Memory Management: To Buffer or Not to Buffer
Table.Buffer() is a powerful function that can either significantly improve or severely hurt performance, depending on how it’s used. When you buffer a table, Power Query loads the entire table into memory, which has important implications.
How Buffer Works:
- The entire table is loaded into memory
- Stays in memory until query completion
- Can speed up repeated operations
- Breaks query folding
- Memory is automatically released after query completion
Use Buffer When:
- Working with small lookup tables used multiple times
// Good: Buffer small product lookup table used repeatedly
let
Products = Table.Buffer(SmallProductTable),
Result1 = Table.Join(Sales1, "ProductID", Products, "ID"),
Result2 = Table.Join(Sales2, "ProductID", Products, "ID")
in
Result2
- After filtering/aggregating to a smaller dataset
- Preventing multiple executions of expensive operations
Avoid Buffer When:
- Working with large fact tables (can cause memory issues)

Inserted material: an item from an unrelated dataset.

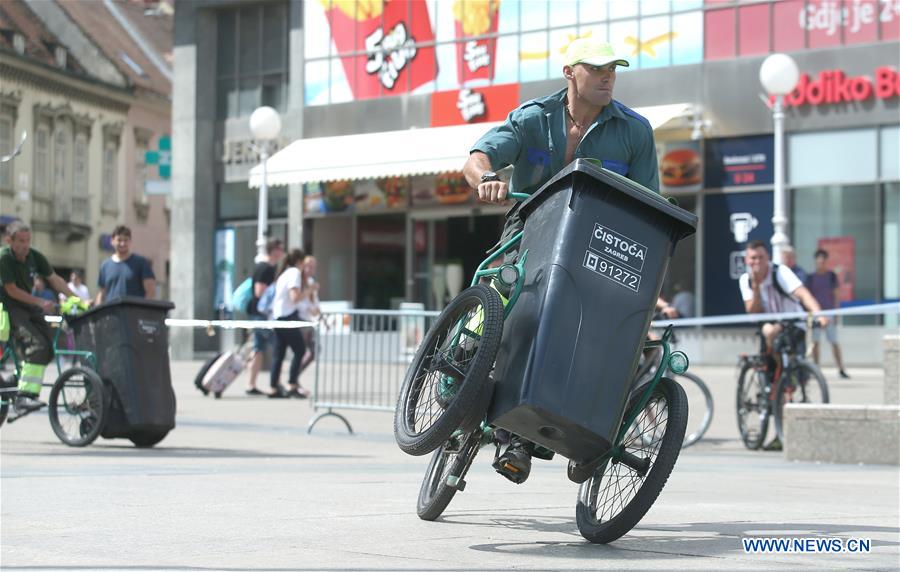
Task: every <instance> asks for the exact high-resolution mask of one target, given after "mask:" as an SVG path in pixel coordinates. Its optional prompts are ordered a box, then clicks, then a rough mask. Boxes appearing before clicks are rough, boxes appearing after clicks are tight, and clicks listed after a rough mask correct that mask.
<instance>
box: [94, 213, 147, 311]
mask: <svg viewBox="0 0 900 572" xmlns="http://www.w3.org/2000/svg"><path fill="white" fill-rule="evenodd" d="M112 245H113V248H114V249H115V252H113V254H112V256H110V257H109V258H107V259H106V260H104V261H103V264H101V265H100V276H99V278H98V279H97V287H98V288H99V289H100V290H99V292H97V299H96V303H97V304H102V303H103V302H105V301H108V300H112V299H114V298H119V297H122V296H137V297H139V298H153V297H154V295H155V294H156V276H155V275H154V274H153V266H152V265H151V264H150V261H149V260H147V259H146V258H144V257H143V256H141V255H139V254H135V253H134V252H132V250H131V246H132V244H131V229H130V228H128V227H127V226H124V225H120V226H117V227H116V228H114V229H113V232H112Z"/></svg>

- Before filtering operations (buffers unnecessary data)
- On single-use transformations (adds overhead with no benefit)
- When query folding is more beneficial
Buffer Tricky Scenarios:
// Tricky: Buffering before vs after filtering
let
Source = Sql.Database("server", "db"),
FullTable = Source{[Schema="dbo",Item="Sales"]}[Data],
// BAD: Buffering full table
BufferedFull = Table.Buffer(FullTable),
FilteredAfter = Table.SelectRows(BufferedFull, each [Year] = 2024),
// GOOD: Filter first, then buffer if needed
FilteredFirst = Table.SelectRows(FullTable, each [Year] = 2024),
BufferedFiltered = Table.Buffer(FilteredFirst)
in
BufferedFiltered
Common Anti-Patterns to Avoid
- Multiple Type Transformations
- Set types once, early in your query
- Avoid changing types multiple times
- Complex Calculations on Full Datasets
- Filter and reduce data size first
- Perform complex calculations on smaller datasets
- Unnecessary Transformations
- Every step has a performance cost
- Combine steps when possible
- Remove unused steps
Advanced Optimization Tips
Parallel Query Processing
Power Query can process multiple queries in parallel, but only if they don’t have dependencies. When designing your solution, consider breaking large queries into independent parts that can be processed simultaneously.
Error Handling Strategy
While error handling is important, excessive error handling in every step can impact performance. Focus error handling on critical points where errors are likely to occur, such as data source connections and type transformations.
// Strategic error handling
let
Source = try Sql.Database("server", "db")
otherwise #table({"Error"}, {{"Connection Failed"}}),
// Don't wrap every step in try/otherwise
Transform = Table.SelectRows(Source, each [Amount] > 0)
in
Transform
Date Tables and Calendar Calculations
Instead of calculating date-related transformations in every query, create a single date table and reference it. This is especially important when working with fiscal calendars or custom date logic.
Performance Optimization Checklist
✅ Filter data as early as possible
✅ Remove unnecessary columns early
✅ Set correct data types immediately
✅ Check for query folding
✅ Buffer small, frequently-used tables only
✅ Combine steps when reasonable
✅ Remove unused steps
✅ Use reference queries for shared logic
✅ Organize queries logically
Monitoring Performance
To monitor and optimize Power Query performance:
- Use Query Diagnostics to analyze query execution
- Monitor Windows Task Manager for memory usage during refresh
- Test refresh times with different optimization strategies
- Review data source query logs (if available)
Conclusion
Optimizing Power Query doesn’t have to be complex. Start with proper query structure, understand query folding, and use buffering judiciously. These fundamentals will help you build efficient, maintainable data transformations.
Remember: The best optimization is often the simplest one. Focus on getting the basics right first, then dive into more advanced techniques as needed.